Category: Formulation and Quality
Purpose: Exparel® is a multivesicular liposome formulation of bupivacaine approved by FDA for local analgesia. In Exparel® formulation, bupivacaine is encapsulated in non-centric inner water chambers separated by lipid membranes, resulting in a sustained drug release profile. Although Exparel® are of much interest to generic companies, its complex structure poses challenges to the development of generic versions. Particularly, a robust in vitro drug release assay for Exparel® has been lacking, creating obstacles for comparability studies between the generic and the reference product. In the present work, we developed a series of analytical methods to characterize Exparel® in terms of particle size, drug and lipid contents. We further developed the in vitro drug release assay by optimizing the experimental set-up, dilution factors and release media. The optimized in vitro drug release assay can be used for in vitro equivalency evaluations and quality control tests.

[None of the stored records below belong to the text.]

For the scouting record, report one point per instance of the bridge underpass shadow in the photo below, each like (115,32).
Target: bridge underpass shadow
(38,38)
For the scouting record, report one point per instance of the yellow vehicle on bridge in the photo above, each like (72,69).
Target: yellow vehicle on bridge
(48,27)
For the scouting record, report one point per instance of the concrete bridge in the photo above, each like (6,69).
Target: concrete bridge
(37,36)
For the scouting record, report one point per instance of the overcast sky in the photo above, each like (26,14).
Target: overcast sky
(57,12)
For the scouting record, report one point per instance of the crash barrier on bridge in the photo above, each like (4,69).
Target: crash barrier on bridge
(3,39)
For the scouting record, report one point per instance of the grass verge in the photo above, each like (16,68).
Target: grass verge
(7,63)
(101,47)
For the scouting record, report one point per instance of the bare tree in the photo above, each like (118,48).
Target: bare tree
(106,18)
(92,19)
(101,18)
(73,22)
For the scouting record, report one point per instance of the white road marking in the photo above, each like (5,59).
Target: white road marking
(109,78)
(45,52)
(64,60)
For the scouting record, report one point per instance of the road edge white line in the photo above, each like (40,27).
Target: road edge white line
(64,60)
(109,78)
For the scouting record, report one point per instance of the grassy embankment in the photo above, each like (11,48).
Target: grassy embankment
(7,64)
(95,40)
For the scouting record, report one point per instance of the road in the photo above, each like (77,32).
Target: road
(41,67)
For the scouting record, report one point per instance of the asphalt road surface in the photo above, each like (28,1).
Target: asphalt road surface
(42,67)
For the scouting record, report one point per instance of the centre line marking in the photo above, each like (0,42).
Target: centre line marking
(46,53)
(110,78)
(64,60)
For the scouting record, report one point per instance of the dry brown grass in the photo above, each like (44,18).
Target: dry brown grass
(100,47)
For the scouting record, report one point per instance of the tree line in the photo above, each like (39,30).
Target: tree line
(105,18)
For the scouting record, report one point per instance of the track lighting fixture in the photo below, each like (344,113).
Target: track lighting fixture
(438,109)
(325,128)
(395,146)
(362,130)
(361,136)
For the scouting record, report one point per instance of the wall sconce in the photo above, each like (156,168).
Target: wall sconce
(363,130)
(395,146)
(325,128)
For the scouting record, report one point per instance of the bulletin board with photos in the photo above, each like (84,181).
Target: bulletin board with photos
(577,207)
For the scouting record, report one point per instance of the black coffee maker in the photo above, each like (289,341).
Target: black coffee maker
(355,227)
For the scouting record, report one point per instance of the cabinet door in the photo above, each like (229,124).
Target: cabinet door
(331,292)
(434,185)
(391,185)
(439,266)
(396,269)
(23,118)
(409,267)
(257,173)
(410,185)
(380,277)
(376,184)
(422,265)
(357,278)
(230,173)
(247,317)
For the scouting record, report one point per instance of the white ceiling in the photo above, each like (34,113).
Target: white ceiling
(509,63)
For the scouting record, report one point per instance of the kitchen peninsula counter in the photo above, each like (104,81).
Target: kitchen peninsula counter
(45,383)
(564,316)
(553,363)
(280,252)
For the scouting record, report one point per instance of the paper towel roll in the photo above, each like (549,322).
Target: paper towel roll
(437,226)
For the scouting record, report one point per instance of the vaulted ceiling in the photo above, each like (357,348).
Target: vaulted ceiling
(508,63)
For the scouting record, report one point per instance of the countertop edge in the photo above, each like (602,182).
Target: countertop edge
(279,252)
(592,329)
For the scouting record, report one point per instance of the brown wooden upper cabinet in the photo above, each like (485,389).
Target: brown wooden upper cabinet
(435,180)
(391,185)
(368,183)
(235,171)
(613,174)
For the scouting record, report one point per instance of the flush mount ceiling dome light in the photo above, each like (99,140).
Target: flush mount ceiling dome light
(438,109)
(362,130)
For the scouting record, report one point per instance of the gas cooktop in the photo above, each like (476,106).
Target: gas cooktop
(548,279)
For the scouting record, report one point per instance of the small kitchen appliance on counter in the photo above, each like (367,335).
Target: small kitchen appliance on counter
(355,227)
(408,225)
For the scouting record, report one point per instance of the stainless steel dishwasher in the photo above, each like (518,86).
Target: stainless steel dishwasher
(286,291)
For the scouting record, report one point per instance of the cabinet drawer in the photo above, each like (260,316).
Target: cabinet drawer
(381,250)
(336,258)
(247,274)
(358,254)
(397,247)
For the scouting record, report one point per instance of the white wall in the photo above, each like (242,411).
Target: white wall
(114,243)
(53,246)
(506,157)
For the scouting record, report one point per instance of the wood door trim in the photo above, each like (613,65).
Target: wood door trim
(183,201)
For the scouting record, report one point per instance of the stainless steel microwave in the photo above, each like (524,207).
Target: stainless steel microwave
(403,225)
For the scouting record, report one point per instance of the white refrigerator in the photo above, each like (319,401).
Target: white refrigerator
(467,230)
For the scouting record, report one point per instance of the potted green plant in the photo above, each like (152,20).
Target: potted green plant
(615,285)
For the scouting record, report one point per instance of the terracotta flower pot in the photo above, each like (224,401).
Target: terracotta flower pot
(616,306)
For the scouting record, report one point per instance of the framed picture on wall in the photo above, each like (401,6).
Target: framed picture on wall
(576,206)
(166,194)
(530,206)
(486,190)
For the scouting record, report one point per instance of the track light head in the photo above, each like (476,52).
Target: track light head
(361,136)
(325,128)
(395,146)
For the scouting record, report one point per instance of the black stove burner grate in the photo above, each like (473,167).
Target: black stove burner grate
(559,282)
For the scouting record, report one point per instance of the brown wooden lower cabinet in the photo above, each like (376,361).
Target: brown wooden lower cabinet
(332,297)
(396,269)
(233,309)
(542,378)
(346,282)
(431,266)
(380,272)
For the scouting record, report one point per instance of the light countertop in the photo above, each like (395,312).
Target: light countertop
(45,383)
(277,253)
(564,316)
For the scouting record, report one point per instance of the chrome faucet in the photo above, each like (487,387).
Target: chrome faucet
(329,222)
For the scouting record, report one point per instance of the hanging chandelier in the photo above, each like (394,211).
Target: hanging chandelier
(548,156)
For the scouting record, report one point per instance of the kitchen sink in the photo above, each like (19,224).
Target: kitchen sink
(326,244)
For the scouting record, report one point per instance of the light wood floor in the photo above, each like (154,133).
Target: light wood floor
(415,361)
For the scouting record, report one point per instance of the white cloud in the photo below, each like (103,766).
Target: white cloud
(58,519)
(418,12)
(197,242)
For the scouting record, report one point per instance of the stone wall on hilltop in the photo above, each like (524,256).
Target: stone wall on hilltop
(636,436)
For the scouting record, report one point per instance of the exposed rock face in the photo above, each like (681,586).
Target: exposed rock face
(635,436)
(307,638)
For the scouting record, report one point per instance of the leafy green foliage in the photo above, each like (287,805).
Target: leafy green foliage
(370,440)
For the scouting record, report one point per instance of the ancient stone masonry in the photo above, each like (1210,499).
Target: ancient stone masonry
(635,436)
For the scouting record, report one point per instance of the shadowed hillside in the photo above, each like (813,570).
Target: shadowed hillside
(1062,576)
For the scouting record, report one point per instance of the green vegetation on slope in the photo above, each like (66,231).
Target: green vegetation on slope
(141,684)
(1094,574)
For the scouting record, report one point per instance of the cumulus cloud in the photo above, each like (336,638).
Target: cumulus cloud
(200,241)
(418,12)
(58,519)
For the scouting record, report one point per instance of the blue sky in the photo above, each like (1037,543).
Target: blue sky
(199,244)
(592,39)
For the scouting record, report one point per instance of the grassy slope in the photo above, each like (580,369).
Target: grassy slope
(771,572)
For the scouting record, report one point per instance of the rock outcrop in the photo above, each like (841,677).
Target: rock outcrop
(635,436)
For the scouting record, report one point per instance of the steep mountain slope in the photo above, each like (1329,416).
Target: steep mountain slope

Methods: Exparel® (bupivacaine liposome injectable suspension) was purchased from Research Pharmacy of University of Michigan Health System. The particle size distribution was determined using Malvern Mastersizer 2000. The bupivacaine content was determined using UPLC by a HILIC column. Lipid components including 1,2-dipalmitoylphosphatidylglycerol (DPPG) and 1,2-dierucoylphosphatidylcholine (DEPC) and tricaprylin were quantified by LC-MS with C4 column. Three experimental setups for in vitro drug release assays were designed and tested. For the rotator and shaker method, Exaprel® formulation was diluted with PBS (pH 7.4) for 50 times. The diluted formulation was put in centrifuge tubes which were either fixed on a vertical rotator with the speed of 15 rpm for the rotator method, or put on a horizontal shaker with the speed of 80 rpm for the shaker method. For the mesh-tube method, 5 mL undiluted Exparel® formulation was put into a nylon monofilament mesh tube with 1 µm pore size. The mesh tube was inserted into a glass bottle filled with 245 mL PBS (pH 7.4) which was put in an incubating shaker of 80 rpm/min. All experiments were conducted at 37 °C. At the predetermined time points, the samples were collected, and the released bupivacaine was separated and quantified. The morphology of Exparel® liposomes during the release process was visualized by a microscope. The selected experimental setup was further optimized in terms of release media and dilution factors. The optimized rotator method with the dilution factors of 50 and PBS (pH 7.4) release media was then used to determine the in vitro drug release kinetics from four different lots of Exparel® formulations.
Results: Exparel® multivesicular liposomes have a volume weighted mean particle size of 29.8 um. The bupivacaine and lipid contents matched well with the value stated in the package insert. For in vitro drug release assays, shaker- and mesh-tube facilitated experiment setups resulted in less than 20% drug release while the rotator-facilitated experiment setup led to 70% drug release at 24 h time point (Fig 1. A), indicating that mechanical agitation facilitates the destabilization of multivesicular liposomes and accelerates the drug release. The dilution factors and the release media were further optimized for the rotator method. A higher dilution and use of acidic release media resulted in an accelerated drug release (Fig 1. B). Supplementing release media with 1% BSA reduced the drug release rate, which might be attributed to the reduced particle collision due to the increased viscosity of BSA containing release media (Fig 1. C). All four lots of Exparel® formulation showed similar in vitro release profiles determined by the optimized drug release assay (Fig 2).
Conclusion: We established analytical methods to characterize Exparel® bupivacaine multivesicular liposomes in terms of particle size distribution, drug and lipid contents. A rotator-facilitated in vitro drug release assay was developed, which could be useful for in vitro equivalency studies and quality control purposes.